In this new situation for museums, the photographic image is mobilised in many different ways. Its presumed accessibility or even democracy makes it unintimidating and ‘user friendly’.  Photos appear as parts of explanatory display panels. They are exhibited as documents imparting information. And the public is invited to make and contribute their own photos in the newly embracing and participatory museum culture. All these types and uses of photographs are retained and archived by the museums. But if the databases collapsed, the images would not be able to speak for themselves.  For all their use and functionality, they would be returned to the essential condition of the photograph, which is ambiguous and enigmatic, suggestive and associative.

In the light of all this, the images that comprise Giulia Parlato’s Diachronicles seem exemplary. They adopt and adapt the photographic rhetoric of use and function but they withhold any ultimate commitment to meaning or significance. Even if the artist were to declare her intentions, which in the lazy way of contemporary culture might become the preferred script for looking and interpreting, the uncertainties would remain. Indeed, it is almost as if the more straightforward the imagery seems, the less straightforward it really is. This is not a new revelation. In 1844 William Henry Fox Talbot wrote in The Pencil of Nature of the way even the plainest and most descriptive kind of photograph cannot secure its own meaning. It would be ‘evidence of a novel kind’, as he put it, to be fought over by lawyers and other interested parties. In the 1920s the Surrealists appropriated Eugène Atget’s photographs of old Paris for their own experimental journals, bringing out their latent poetic strangeness. In 1977, the American artists Mike Mandel and Larry Sultan published Evidence, a book of photos they had found in various scientific and industrial archives, now presented without their original captions and contexts. Function fell away, leaving aesthetically charged visual mysteries, full opaque rituals, and questions without answers. Parlato’s Diachronicles certainly bears a relation to these examples, and it would not come as a surprise if in some way they had helped to form her own approach. Nevertheless, one need not know much about photography’s complex history to make complex photographs. They can emerge simply from thinking about the medium and the expectations that culture seems to want to make of it.

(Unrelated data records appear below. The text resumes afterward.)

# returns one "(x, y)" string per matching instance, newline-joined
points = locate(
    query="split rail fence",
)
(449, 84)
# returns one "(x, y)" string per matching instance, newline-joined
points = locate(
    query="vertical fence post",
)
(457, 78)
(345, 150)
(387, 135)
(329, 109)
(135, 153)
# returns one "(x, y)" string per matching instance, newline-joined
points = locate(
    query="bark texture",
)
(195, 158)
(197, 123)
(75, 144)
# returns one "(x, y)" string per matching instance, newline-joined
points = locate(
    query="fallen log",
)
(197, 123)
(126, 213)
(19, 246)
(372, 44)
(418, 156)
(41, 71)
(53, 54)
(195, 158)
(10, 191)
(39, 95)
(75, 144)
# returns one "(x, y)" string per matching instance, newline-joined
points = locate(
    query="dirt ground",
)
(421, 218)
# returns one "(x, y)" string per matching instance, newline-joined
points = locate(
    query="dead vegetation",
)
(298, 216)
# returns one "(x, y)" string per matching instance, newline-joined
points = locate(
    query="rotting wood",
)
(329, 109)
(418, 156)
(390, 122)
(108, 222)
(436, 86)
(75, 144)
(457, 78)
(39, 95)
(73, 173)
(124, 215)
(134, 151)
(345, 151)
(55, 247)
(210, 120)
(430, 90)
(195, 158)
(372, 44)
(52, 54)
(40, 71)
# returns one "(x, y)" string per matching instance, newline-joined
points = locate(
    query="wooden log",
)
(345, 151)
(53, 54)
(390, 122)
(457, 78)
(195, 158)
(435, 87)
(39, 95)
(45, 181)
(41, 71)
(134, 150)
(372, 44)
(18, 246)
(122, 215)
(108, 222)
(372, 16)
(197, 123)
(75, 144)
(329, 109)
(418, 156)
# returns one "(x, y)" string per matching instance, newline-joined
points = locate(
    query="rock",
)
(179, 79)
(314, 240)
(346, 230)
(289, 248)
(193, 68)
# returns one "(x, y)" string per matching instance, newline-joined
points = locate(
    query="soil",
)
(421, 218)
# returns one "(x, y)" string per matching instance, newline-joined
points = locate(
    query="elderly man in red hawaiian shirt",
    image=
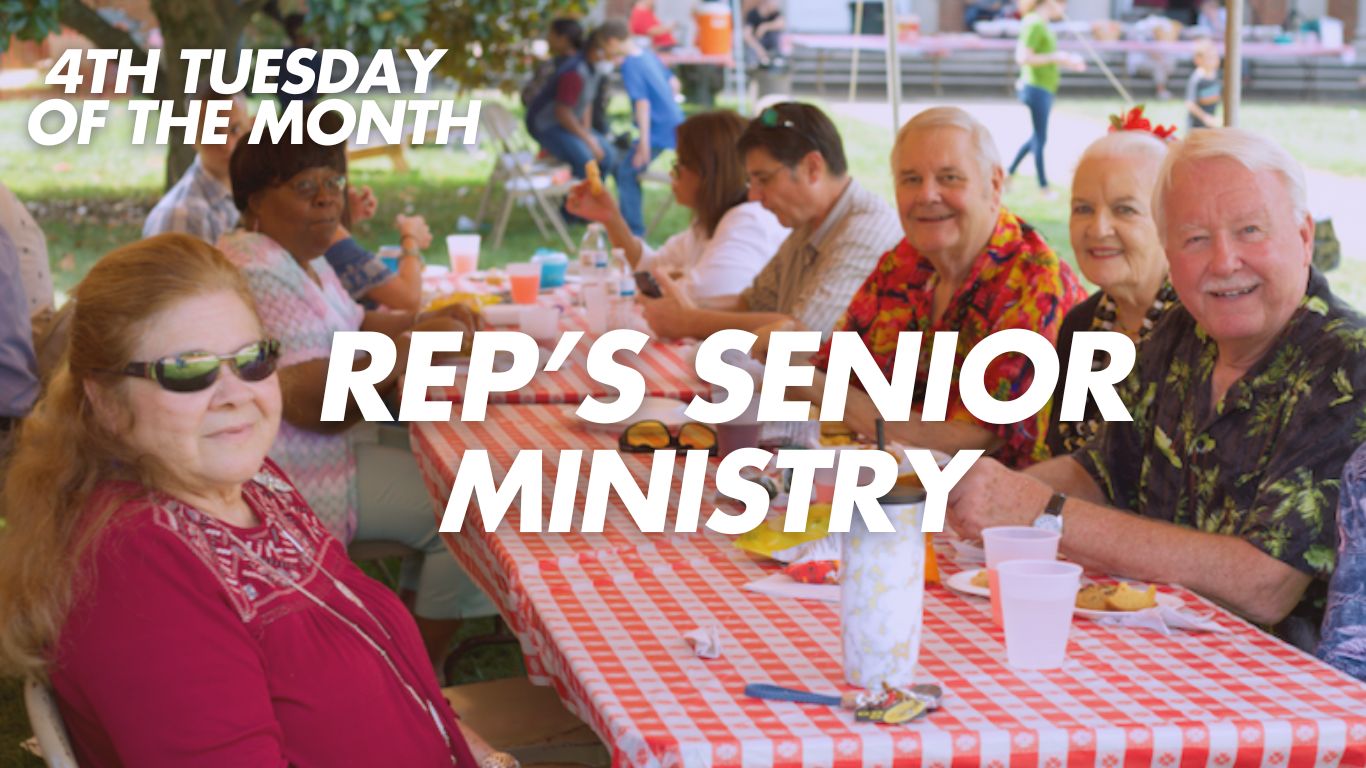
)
(966, 264)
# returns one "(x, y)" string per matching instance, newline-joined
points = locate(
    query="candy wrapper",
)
(705, 641)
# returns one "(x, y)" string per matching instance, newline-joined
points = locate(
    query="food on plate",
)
(1115, 597)
(467, 298)
(1092, 597)
(1128, 599)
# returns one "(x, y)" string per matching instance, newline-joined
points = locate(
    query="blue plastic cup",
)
(553, 267)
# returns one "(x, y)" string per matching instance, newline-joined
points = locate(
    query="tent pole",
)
(894, 63)
(738, 58)
(858, 29)
(1232, 62)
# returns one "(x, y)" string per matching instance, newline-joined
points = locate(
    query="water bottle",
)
(623, 314)
(598, 289)
(594, 242)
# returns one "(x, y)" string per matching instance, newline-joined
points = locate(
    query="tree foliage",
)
(488, 41)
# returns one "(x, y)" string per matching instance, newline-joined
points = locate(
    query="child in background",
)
(1205, 89)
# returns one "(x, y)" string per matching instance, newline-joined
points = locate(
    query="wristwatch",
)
(1052, 515)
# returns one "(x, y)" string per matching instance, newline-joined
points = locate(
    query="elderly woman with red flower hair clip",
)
(1116, 246)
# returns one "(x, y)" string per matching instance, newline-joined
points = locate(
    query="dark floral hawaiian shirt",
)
(1265, 462)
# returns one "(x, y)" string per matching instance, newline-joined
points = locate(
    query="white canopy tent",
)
(1232, 59)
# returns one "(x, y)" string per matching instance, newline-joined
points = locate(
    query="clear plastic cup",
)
(463, 252)
(1008, 543)
(1037, 600)
(525, 282)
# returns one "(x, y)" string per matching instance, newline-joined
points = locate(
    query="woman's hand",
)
(583, 204)
(413, 227)
(362, 202)
(451, 317)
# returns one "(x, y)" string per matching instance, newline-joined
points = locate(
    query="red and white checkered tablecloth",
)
(667, 366)
(601, 618)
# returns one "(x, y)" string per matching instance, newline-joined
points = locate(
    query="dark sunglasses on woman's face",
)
(308, 189)
(193, 372)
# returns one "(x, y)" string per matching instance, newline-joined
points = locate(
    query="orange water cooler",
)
(713, 29)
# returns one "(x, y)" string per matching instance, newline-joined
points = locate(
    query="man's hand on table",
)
(991, 495)
(668, 316)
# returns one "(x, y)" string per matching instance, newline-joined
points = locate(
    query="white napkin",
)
(827, 548)
(705, 641)
(782, 585)
(1161, 619)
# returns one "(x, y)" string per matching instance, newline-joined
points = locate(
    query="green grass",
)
(1327, 137)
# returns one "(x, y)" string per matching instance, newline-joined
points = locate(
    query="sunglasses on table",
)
(193, 372)
(645, 436)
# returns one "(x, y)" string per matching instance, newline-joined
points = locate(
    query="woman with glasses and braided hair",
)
(290, 196)
(167, 580)
(730, 238)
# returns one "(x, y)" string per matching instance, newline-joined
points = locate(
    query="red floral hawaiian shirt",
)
(1018, 282)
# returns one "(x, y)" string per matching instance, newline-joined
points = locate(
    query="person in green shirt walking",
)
(1040, 64)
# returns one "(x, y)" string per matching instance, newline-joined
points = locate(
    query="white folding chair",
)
(521, 178)
(47, 726)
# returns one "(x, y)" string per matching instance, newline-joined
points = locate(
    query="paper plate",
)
(962, 582)
(659, 409)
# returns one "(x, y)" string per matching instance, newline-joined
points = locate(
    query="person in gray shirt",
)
(18, 366)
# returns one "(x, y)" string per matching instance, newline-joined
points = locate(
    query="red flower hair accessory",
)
(1135, 120)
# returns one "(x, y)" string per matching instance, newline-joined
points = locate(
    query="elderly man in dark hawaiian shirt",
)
(1246, 403)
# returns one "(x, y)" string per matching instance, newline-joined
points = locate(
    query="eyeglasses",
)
(308, 189)
(645, 436)
(193, 372)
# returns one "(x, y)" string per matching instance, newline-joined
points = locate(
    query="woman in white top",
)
(728, 241)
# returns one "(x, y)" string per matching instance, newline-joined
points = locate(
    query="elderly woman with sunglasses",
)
(291, 197)
(728, 241)
(168, 580)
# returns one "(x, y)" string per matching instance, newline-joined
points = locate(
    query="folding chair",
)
(521, 178)
(47, 726)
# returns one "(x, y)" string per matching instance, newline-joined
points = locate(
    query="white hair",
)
(1251, 151)
(1126, 145)
(954, 118)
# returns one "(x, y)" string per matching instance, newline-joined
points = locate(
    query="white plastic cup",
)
(1037, 601)
(1006, 543)
(541, 323)
(463, 252)
(881, 599)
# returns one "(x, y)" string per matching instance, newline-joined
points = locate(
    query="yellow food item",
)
(1092, 597)
(1128, 599)
(1115, 597)
(594, 176)
(462, 297)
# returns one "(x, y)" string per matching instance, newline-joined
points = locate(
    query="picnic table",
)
(601, 618)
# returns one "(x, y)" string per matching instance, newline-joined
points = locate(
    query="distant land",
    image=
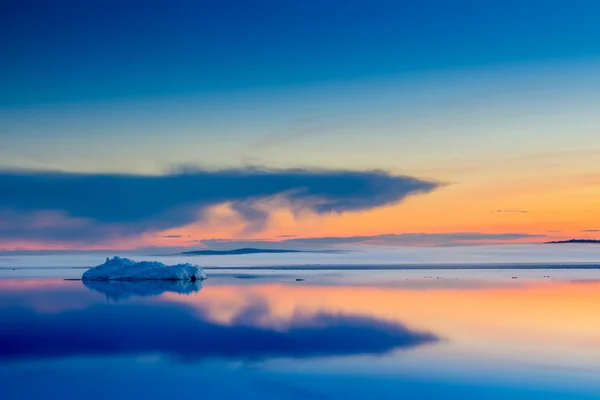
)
(238, 251)
(592, 241)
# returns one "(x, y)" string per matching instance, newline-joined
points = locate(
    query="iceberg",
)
(121, 290)
(124, 269)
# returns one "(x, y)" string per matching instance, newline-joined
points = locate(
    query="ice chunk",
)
(123, 269)
(120, 290)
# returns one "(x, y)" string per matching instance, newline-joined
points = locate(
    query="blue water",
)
(263, 334)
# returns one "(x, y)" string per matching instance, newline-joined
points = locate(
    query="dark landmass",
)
(590, 241)
(238, 251)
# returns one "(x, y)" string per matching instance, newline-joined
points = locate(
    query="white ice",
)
(124, 269)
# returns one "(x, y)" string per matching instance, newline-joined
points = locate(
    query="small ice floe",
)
(123, 269)
(119, 289)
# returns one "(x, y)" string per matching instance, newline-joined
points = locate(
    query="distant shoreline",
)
(574, 241)
(378, 267)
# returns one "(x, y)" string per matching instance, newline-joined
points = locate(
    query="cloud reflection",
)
(187, 335)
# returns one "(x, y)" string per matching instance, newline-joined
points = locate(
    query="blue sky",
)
(494, 101)
(97, 50)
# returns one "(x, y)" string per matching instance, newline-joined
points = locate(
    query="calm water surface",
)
(333, 334)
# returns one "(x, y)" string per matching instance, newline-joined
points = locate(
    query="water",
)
(411, 334)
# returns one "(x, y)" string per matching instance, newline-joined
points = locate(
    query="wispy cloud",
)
(401, 239)
(63, 206)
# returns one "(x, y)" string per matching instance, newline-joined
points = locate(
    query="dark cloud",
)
(183, 333)
(104, 205)
(435, 239)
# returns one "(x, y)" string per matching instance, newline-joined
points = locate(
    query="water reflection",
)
(187, 333)
(267, 338)
(120, 290)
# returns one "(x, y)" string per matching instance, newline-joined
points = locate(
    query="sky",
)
(128, 124)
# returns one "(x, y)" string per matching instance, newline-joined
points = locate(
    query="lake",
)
(303, 334)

So, to return to the speculation with which I began, you may recall that the imaginary museum that acquired the Diachronicles portfolio did so without knowing exactly what it wanted to do with it. That was the appeal of the work for an institution coming to terms with its own presumptions and revised practices. Eventually, the museum did not make up its mind but turned over to its audience the question of what exactly these images might be, or could be. This, it seems to me, would be the ideal context for Diachronicles. And it would not require the catastrophic loss of a database to make it happen.